Tunings forks, even one as hard working as Dink, are not designed with violence in mind. They’re not good at stabbing, bashing, anything of the sort, really.
But anything with a line to it can be a lever, and it’s actually not that hard, using one’s full body weight, to lever open a pre-existing spot. Like, say, a cut amongst soft flesh.
He gurgles, once or twice. She can relate.
She still has his blood in her mouth, running down her chin. It’s not supposed to be healthy for consumption, and he’s not exactly an ideal target, but…
In for a copper, in for a silver, as it were.
Over the course of maybe ten minutes, she crawls through the snow to her crutch.
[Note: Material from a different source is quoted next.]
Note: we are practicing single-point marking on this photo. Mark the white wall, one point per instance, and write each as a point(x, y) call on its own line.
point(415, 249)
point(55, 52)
Over the course of about ten more, she gathers what she’s got left and stands, using the wall for leverage. Only when she’s on her feet again does she swallow the taste of violence.
It’s still a little warm going down.
She looks down at the kid, who has apparently recovered enough to stare back, if not much else. His breath is still shaky, his hands trembling, and his eyes clearly unfocused. She’s not sure what he sees, looking at her, but the tears, be they from stress, fear or relief all paint a vivid picture.
She just nods at him.
“Ding,” goes Ding as they walk away.